Choose your language and data

The first step in developing a POS-tagger is finding texts that can be used to train and validate it. For this we are using the taggedPBC data, but we need to choose a language to work on. To find a language, please view options at the following URL: HG2051 Project languages

Listed languages are organized by language family. Selecting the language family on the linked page will show you the names of the languages of that family that are found in the taggedPBC, along with basic information, a direct link to the corpus, and links to additional sources regarding the language. As this project is a precursor to your group project, you may want to find others who are interested in working on languages within the same family, since this will help you to pool your expertise for Project 2. These languages have also been selected based on their lack of available resources, to ensure that we are maximizing our contributions to the field of NLP.

IMPORTANT: For this project you may not work on the same language as another student. Email the instructor with your preferred choice (ISO 639-3 code and name). This will be on a first-come-first-served basis. If you choose a language that proves extremely difficult to work with, please contact the instructor at the earliest opportunity to explore other options.

Get the base text for the low-resource language

Once your language choice has been approved, download the linked CoNNL-U corpus and copy/move it to your personal project repository. Make sure to add, commit, and push the changes to update your personal Github repository with the corpus. This will be the main data file that your work is based on.

Understand the code

Starter code in your repo parses the CoNLL-U file and creates a new file for editing. You should first read through the code and try to understand how it works: how does the code extract verses? Additional code at taggedPBC/recipes/ illustrates other ways to access the corpora and generate output.

Understand the language

Look for existing research on this language. Since the data comes from a Bible translation, there should be at least one or two papers describing some aspect(s) of the language. Existing research may be found via the Ethnologue and Glottolog links in the list of languages. You can also find wordlists for most of these languages on the ASJP Database site.

Identify POS tags in the dataset

Examine the POS tags present in the dataset. Based on existing literature, consider whether the POS tags are appropriate for this language. What additional POS tags might be required for this language?

Think through the problem

Think through the steps that would be required to develop an automated POS tagger for this dataset. What additional resources might be necessary? What steps would be needed to POS-tag the data? How would you evaluate the quality of a POS tagger for this language?

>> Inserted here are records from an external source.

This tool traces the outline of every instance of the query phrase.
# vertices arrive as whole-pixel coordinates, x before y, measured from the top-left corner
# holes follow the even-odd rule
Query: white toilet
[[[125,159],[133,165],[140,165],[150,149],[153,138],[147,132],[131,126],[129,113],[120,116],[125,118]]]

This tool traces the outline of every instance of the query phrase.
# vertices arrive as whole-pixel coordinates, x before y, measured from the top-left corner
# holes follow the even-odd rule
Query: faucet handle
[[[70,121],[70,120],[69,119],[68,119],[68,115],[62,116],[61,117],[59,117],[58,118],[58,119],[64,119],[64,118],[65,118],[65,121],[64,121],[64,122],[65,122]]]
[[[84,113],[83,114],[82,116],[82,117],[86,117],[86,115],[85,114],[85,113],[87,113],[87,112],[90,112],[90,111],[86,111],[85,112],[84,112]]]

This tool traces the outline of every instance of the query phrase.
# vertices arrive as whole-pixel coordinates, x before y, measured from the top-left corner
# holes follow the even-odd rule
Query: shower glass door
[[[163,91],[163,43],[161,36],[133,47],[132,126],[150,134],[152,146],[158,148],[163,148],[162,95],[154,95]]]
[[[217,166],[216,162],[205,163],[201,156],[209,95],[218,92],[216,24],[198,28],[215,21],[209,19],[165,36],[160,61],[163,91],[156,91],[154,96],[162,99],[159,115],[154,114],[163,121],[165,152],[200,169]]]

Extract verses for annotation

Write or modify code that extracts a list of verses (given in your starter code) for observation and writes them to a file. Create a subdirectory in your repo to store the file.

Annotate the sub-corpus

Using whatever additional resources you can find, annotate the sub-corpus, modifying it with more accurate annotations based on the existing research you sourced. You may want to include the additional resources as files in your repository or subdirectory. Determine whether you can use automated means (i.e. a dictionary replacement) for this process, or whether you need to do hand-annotation, or both. Make sure that you describe and discuss your process in your writeup. At minimum, you should add/update POS tags and/or glosses.

Output

Your submission should include code, several text files, and a writeup. More details of the requirements for these will be given in your individual GitHub repository. In your writeup, consider the quality of the annotations you were able to develop.